The obligation of the competency certificate guarantees a better quality of private and public education in the future. The laws on gratuitousness (1881) secularism and obligation (1882) follow. It is in this vein that Mr. Guérin will contribute to the creation of the Bon Pasteur institution for the girls of the Paroisse St-Jacques in 1889. Over time, at the beginning of the XNUMXth century, we will see a new form of teaching set up for girls with a renewed and well-trained faculty, with the adoption of a teaching program closer to that of boys' high schools. It will not really be in place until around the First World War. Let us recall, at the beginning of this century, the story of Marie Curie, the first woman to have acquired the right to compete with men in a field which until then they had entirely dominated. The scientific elite of her time were convinced that her discoveries were the work of her husband Pierre Curie, as it was considered impossible for a woman to be intellectually capable of such work.
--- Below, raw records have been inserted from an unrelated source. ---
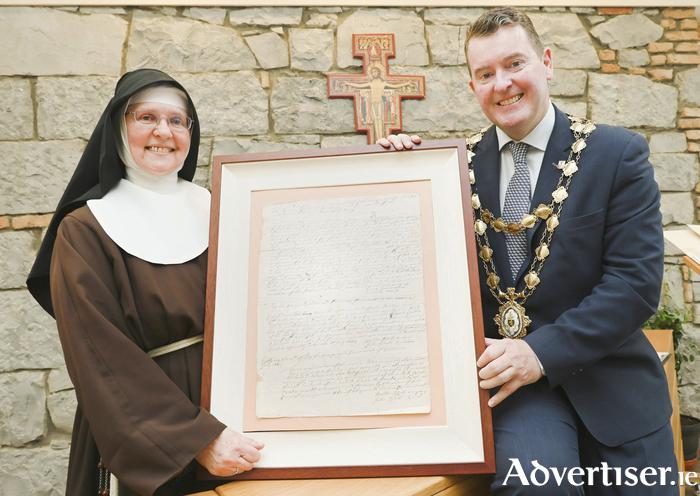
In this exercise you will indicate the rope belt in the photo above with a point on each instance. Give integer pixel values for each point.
(178, 345)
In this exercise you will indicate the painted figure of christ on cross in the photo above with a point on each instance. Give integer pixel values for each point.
(376, 93)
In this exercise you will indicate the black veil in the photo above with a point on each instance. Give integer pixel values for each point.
(100, 169)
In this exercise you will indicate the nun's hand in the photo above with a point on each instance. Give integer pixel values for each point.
(399, 141)
(230, 454)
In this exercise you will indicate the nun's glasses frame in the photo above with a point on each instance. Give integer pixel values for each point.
(151, 119)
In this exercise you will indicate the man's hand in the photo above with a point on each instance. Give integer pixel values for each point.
(509, 363)
(399, 141)
(229, 454)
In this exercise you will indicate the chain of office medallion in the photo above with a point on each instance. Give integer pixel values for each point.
(582, 129)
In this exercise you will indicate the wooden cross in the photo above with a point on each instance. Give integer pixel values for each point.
(376, 93)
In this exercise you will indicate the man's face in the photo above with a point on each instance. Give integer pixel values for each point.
(510, 79)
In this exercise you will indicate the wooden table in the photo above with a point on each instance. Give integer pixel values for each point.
(451, 485)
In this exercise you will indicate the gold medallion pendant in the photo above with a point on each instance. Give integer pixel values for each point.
(511, 319)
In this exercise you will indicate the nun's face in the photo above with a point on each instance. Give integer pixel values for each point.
(158, 150)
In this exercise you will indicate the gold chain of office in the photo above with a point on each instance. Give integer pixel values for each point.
(511, 319)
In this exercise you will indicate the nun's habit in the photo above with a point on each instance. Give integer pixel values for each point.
(114, 299)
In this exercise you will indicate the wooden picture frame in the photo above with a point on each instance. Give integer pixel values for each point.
(461, 440)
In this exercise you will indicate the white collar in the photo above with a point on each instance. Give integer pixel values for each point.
(160, 221)
(538, 137)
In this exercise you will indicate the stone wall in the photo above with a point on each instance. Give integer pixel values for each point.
(258, 78)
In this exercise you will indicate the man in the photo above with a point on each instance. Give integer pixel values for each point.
(583, 387)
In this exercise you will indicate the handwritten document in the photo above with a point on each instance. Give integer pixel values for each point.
(341, 308)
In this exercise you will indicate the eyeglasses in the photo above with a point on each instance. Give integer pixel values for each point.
(151, 119)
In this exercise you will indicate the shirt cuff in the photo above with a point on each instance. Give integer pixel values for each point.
(541, 367)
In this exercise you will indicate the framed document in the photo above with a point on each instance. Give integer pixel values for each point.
(343, 318)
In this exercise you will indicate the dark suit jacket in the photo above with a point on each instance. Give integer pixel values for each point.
(600, 283)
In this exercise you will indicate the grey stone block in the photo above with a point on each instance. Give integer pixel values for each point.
(232, 146)
(337, 141)
(677, 208)
(675, 171)
(301, 105)
(69, 108)
(311, 49)
(174, 44)
(447, 44)
(667, 142)
(62, 407)
(270, 49)
(634, 58)
(16, 113)
(35, 174)
(569, 41)
(40, 42)
(22, 407)
(266, 16)
(628, 31)
(228, 104)
(17, 255)
(454, 16)
(28, 334)
(33, 472)
(212, 16)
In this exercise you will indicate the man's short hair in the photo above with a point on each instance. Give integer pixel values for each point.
(494, 19)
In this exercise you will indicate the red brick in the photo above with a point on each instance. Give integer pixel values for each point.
(606, 54)
(681, 36)
(679, 13)
(661, 74)
(658, 60)
(614, 10)
(683, 59)
(690, 112)
(660, 47)
(29, 221)
(689, 24)
(668, 24)
(687, 47)
(683, 124)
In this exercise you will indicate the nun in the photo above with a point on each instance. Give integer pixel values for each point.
(122, 268)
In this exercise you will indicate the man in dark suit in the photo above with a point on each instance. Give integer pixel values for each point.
(579, 385)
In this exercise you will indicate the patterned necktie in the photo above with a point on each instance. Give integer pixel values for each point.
(516, 205)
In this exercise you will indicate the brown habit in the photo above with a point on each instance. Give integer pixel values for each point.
(142, 413)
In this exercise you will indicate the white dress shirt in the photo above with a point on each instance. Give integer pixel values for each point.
(537, 139)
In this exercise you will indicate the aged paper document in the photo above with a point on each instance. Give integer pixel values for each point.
(341, 308)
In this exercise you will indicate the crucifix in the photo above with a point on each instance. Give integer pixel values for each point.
(377, 94)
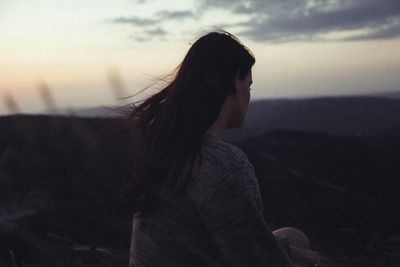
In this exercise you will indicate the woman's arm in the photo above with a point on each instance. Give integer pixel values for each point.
(231, 208)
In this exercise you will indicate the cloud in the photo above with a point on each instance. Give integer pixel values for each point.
(136, 21)
(146, 29)
(176, 15)
(288, 20)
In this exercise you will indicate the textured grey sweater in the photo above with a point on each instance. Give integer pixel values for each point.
(218, 221)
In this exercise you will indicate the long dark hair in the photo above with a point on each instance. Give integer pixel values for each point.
(171, 123)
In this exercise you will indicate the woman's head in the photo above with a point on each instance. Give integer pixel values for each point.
(173, 121)
(208, 73)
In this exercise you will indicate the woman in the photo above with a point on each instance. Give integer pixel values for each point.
(195, 197)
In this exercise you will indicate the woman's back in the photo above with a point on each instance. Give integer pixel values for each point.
(217, 221)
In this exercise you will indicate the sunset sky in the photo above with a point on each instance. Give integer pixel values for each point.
(302, 47)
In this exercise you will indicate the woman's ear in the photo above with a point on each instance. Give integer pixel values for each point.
(237, 80)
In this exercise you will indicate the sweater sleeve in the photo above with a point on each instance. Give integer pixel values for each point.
(231, 209)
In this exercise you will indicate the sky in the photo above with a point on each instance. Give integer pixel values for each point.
(67, 54)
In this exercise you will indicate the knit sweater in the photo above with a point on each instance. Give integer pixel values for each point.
(217, 221)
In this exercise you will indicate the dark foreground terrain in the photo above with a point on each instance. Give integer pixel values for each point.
(58, 176)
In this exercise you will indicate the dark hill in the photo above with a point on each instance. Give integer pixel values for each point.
(368, 116)
(58, 176)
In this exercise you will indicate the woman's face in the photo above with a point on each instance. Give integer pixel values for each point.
(240, 101)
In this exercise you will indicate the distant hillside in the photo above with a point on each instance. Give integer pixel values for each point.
(369, 116)
(350, 115)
In Lisieux itself, the city experienced real intellectual activity at this time thanks to a very cultured liberal class, but we find the same scenario there. There is a Literary Circle, for men only. Same thing for the Historical Society, which focuses on research, conservation and study of documents from the history of the Lexovian country: no woman in the list of members published in the Bulletin of the society. As for the interesting Emulation Society of Friends of Science, Letters, Arts, Agriculture and Industry: no women in the list of members published in the Bulletin des travaux de la société. The Horticultural and Botanical Society, created to advance gardening, admits a few women but as ladies patronesses. Finally, the Society of Friends of the University of Normandy to establish and develop a regional university in Caen will specify, when it was founded in 1897, that it is open to ladies.

Read the rest of this article: Horizons of women at the end of the XNUMXth century in Lisieux, in Carmelite Teresa - Centenary Colloquium, published by Cerf.